O tempo parou em um fim de tarde corrido, mais trinta e três minutos e estaria tudo acabado. Estaria. Tenho o costume, quando estou atrasado ou mesmo quando apenas me sinto deslocado (o que representa quase a totalidade de minha existência) de fazer estimativas tresloucadas por tempo do meu deslocamento de ponto à ponto.
Era estranho como isso me acalmava. Na imediação de um atraso, eu simplesmente extendia o prazo de forma a chegar adiantado de alguma forma ou, se eu tivesse sorte, de chegar exatamente quando previsto. Meu compromisso era às quatro da tarde, mas, como saí de casa fora do horário, criei essa margem para me acalmar.

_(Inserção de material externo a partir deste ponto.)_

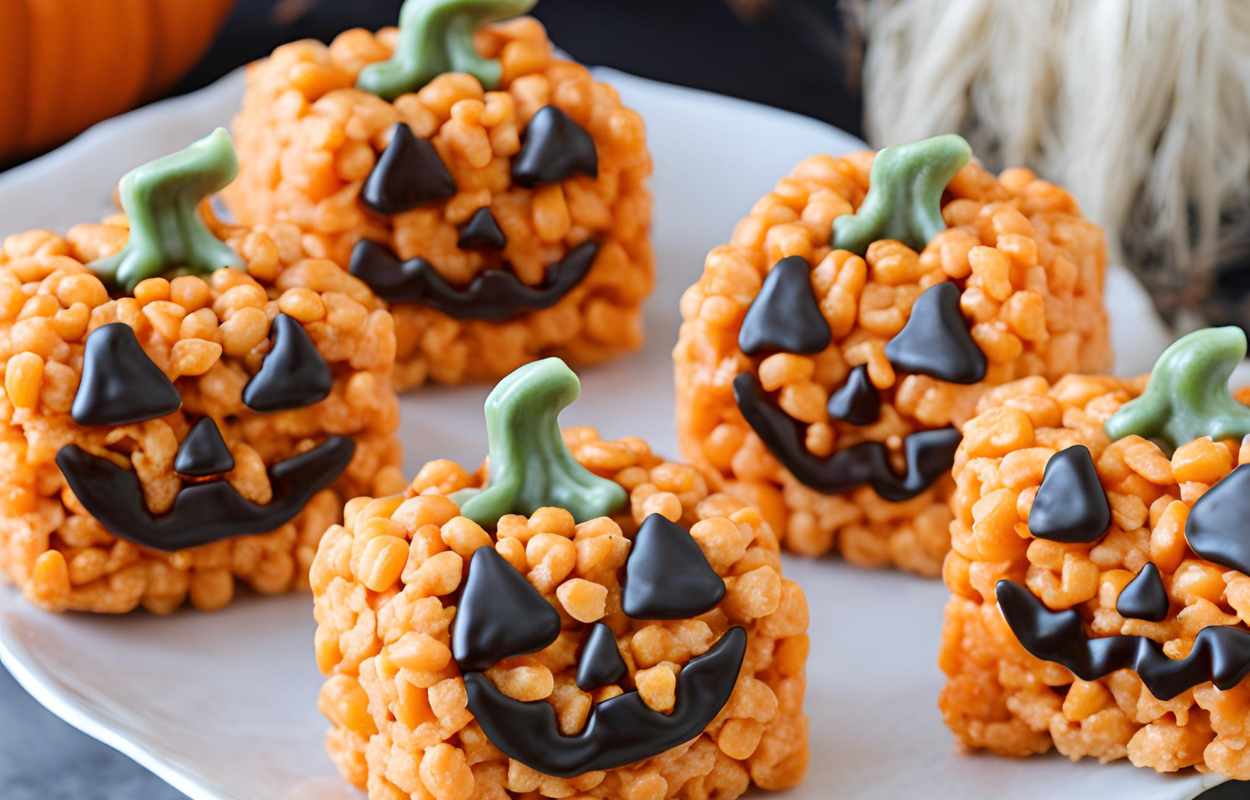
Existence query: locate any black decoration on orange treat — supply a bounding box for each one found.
[738,255,833,355]
[734,373,960,503]
[826,364,881,425]
[464,627,746,778]
[621,514,725,620]
[513,105,599,186]
[1115,561,1171,623]
[360,123,456,216]
[174,416,234,478]
[451,548,560,678]
[70,323,183,425]
[243,314,334,414]
[56,436,356,551]
[578,623,628,691]
[885,281,989,384]
[350,239,599,320]
[1029,445,1111,544]
[995,580,1250,701]
[1185,464,1250,575]
[456,205,508,250]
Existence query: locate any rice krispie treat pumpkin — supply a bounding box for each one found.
[311,359,809,800]
[0,130,404,613]
[224,0,655,388]
[940,328,1250,780]
[674,136,1111,575]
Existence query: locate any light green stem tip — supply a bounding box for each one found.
[1105,326,1250,449]
[88,128,244,291]
[356,0,538,100]
[451,359,629,529]
[834,134,973,255]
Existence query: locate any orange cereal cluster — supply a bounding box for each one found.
[939,376,1250,780]
[674,153,1111,575]
[0,215,404,614]
[224,18,655,388]
[311,429,809,800]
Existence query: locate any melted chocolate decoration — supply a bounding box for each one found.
[70,323,183,425]
[1185,464,1250,575]
[56,436,356,553]
[578,623,629,691]
[1029,445,1111,544]
[451,548,560,673]
[174,416,234,478]
[621,514,725,620]
[464,627,746,778]
[738,255,834,355]
[1115,561,1171,623]
[826,364,881,425]
[243,314,334,414]
[885,281,989,384]
[513,105,599,188]
[734,373,960,503]
[458,205,508,250]
[360,123,456,216]
[995,580,1250,701]
[350,239,599,321]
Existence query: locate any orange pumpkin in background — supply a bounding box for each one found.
[0,0,234,161]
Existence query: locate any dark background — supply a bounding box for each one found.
[0,0,1250,800]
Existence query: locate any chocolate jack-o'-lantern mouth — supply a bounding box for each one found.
[56,436,356,551]
[350,239,599,321]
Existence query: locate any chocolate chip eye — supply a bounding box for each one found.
[885,281,989,384]
[451,548,560,673]
[578,623,628,691]
[621,514,725,620]
[458,206,508,250]
[513,105,599,188]
[738,255,833,355]
[174,416,234,478]
[1115,561,1171,623]
[70,323,183,425]
[1029,445,1111,544]
[360,123,456,216]
[243,314,334,414]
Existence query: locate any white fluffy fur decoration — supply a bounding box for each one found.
[864,0,1250,300]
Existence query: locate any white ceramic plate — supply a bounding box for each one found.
[0,73,1220,800]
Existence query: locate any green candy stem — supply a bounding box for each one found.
[356,0,538,100]
[451,359,629,529]
[834,134,973,255]
[88,128,245,291]
[1104,326,1250,449]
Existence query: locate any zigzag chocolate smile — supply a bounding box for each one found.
[734,373,960,503]
[56,436,356,551]
[350,239,599,321]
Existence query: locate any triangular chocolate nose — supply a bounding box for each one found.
[578,623,628,691]
[621,514,725,620]
[885,281,989,384]
[513,105,599,186]
[451,548,560,673]
[70,323,183,425]
[1029,445,1111,544]
[738,255,833,355]
[459,206,508,250]
[174,416,234,478]
[828,364,881,425]
[360,123,456,216]
[243,314,334,414]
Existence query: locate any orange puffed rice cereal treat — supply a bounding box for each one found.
[224,0,655,389]
[674,136,1111,576]
[311,359,809,800]
[939,329,1250,780]
[0,131,404,614]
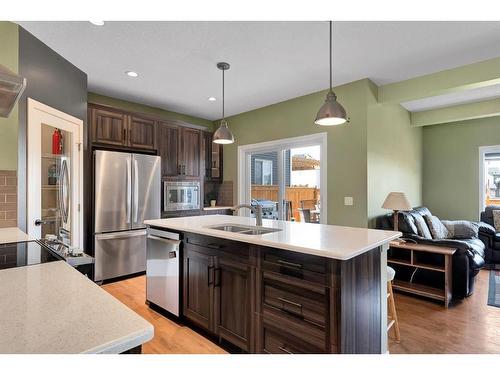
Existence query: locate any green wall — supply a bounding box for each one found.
[423,117,500,220]
[367,83,423,227]
[88,92,213,130]
[0,22,19,170]
[224,80,369,226]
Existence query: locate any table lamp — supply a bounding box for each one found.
[382,192,412,231]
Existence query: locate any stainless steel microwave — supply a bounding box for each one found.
[163,181,200,211]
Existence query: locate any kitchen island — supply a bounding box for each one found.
[145,215,401,353]
[0,261,153,354]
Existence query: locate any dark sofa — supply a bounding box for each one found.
[377,207,485,298]
[479,206,500,264]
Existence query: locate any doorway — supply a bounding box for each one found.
[27,98,83,248]
[238,133,327,224]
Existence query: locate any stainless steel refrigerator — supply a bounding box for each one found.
[94,151,161,281]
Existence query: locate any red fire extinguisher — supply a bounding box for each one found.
[52,129,62,155]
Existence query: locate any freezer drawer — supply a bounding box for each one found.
[94,229,146,281]
[146,229,180,316]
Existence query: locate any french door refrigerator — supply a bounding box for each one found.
[94,151,161,281]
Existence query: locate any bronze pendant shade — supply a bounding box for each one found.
[314,21,347,126]
[213,62,234,145]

Evitara de olhar no relógio de pulso antigo fazendo jus ao velho jogo de paciência onde enganamos o tempo e fingimos não nos importar com ele o surpreendendo em seguida supondo que eras se passaram nesse trecho de tempo onde provavelmente só passaram cinco minutos. Talvez por isso, talvez por medo de me descobrir atrasado.
Cedi apenas quando fui atravessar a rua. Desengonçado, como todo homem que não consegue fazer mais de uma coisa ao mesmo tempo, devo ter hesitado na travessia, ao menos acho, não me lembro. Se tivesse checado o horário antes, teria estimado que o ônibus das três e quarenta tivera sete minutos do terminal até, bem, me encontrar.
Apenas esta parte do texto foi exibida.